Evaluation standard for PPI extraction
NEW! Data and software implementing the PPI extraction method evaluation standard proposed in Sampo Pyysalo, Rune Sætre, Jun'ichi Tsujii and Tapio Salakoski, Why Biomedical Relation Extraction Results are Incomparable and What to do about it, Proceedings of SMBM'08, is available on the Protein-protein interaction extraction evaluation page.
Graph kernel for PPI extraction
Data and software for the work described in Antti Airola, Sampo Pyysalo, Jari Björne, Tapio Pahikkala, Filip Ginter and Tapio Salakoski, All-paths graph kernel for protein-protein interaction extraction with evaluation of cross-corpus learning, BMC Bioinformatics, 9 (Suppl 11)(S2), 2008 available on this page. The work was originally presented in BioNLP 2008.
General information
This page provides the software necessary to convert the AIMed [1], BioInfer [2], HPRD50 [3], IEPA [4], and LLL [5] corpora into the common format as described in Pyysalo S, Airola A, Heimonen J, Björne J, Ginter F, Salakoski T, Comparative Analysis of Five Protein-protein Interaction Corpora, LBM'07. 2007. We kindly ask that users of the conversion software cite this paper.
Please download the corpora from their respective homepages, download the conversion software, and follow the instructions given in the readme.txt file. The converted version of BioInfer can also be downloaded directly from this page.
Download
The conversion software and the converted BioInfer corpus are distributed under GPL.
Download the conversion software.
Download the converted version of BioInfer. This is a new, and much improved, binarization of BioInfer as reported in Heimonen et al., Complex-to-Pairwise Mapping of Biological Relationships using a Semantic Network Representation. The previous binarization, as reported in Pyysalo et al., Comparative Analysis of Five Protein-protein Interaction Corpora is still available here.
Contact
Contact sampo.pyysalo at it.utu.fi if you experience any problems with the conversion.
References
[1] Bunescu R, Ge R, Kate RJ, Marcotte EM, Mooney RJ, Ramani AK, Wong YW: Comparative Experiments on Learning Information Extractors for Proteins and their Interactions. Artif Intell Med, Summarization and Information Extraction from Medical Documents 2005, 33(2):139-155.
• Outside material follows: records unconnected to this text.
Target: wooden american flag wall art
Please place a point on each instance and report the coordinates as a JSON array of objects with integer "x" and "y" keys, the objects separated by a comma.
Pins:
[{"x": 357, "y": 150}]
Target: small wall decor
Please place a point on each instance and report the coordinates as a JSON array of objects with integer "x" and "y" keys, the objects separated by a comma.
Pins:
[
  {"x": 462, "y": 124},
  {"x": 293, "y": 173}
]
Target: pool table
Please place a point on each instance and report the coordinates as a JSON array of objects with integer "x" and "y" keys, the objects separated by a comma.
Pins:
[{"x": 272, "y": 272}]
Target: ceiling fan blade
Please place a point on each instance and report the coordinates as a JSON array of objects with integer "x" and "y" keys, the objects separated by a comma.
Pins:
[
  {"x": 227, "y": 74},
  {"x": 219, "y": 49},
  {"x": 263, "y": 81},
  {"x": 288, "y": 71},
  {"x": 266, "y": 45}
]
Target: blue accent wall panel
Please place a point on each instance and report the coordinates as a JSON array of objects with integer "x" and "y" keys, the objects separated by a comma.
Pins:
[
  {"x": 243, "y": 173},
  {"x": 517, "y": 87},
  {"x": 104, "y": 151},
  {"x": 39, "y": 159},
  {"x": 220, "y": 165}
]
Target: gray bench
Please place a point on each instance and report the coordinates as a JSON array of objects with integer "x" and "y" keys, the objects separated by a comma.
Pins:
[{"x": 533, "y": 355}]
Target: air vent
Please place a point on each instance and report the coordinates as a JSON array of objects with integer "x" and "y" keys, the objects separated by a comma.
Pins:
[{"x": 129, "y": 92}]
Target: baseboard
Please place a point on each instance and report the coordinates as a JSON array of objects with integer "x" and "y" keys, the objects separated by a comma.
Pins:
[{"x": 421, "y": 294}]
[2] Pyysalo S, Ginter F, Heimonen J, Björne J, Boberg J, Järvinen J, Salakoski T: BioInfer: A Corpus for Information Extraction in the Biomedical Domain. BMC Bioinformatics 2007, 8(50).
[3] Fundel K, Kuffner R, Zimmer R: RelEx - Relation extraction using dependency parse trees. Bioinformatics 2007, 23(3):365-371.
[4] Ding J, Berleant D, Nettleton D, Wurtele E: Mining MEDLINE: abstracts, sentences, or phrases? In Proceedings of PSB'02 2002:326-337.
[5] Nédellec C: Learning language in logic - genic interaction extraction challenge. In Proceedings of LLL'05 2005.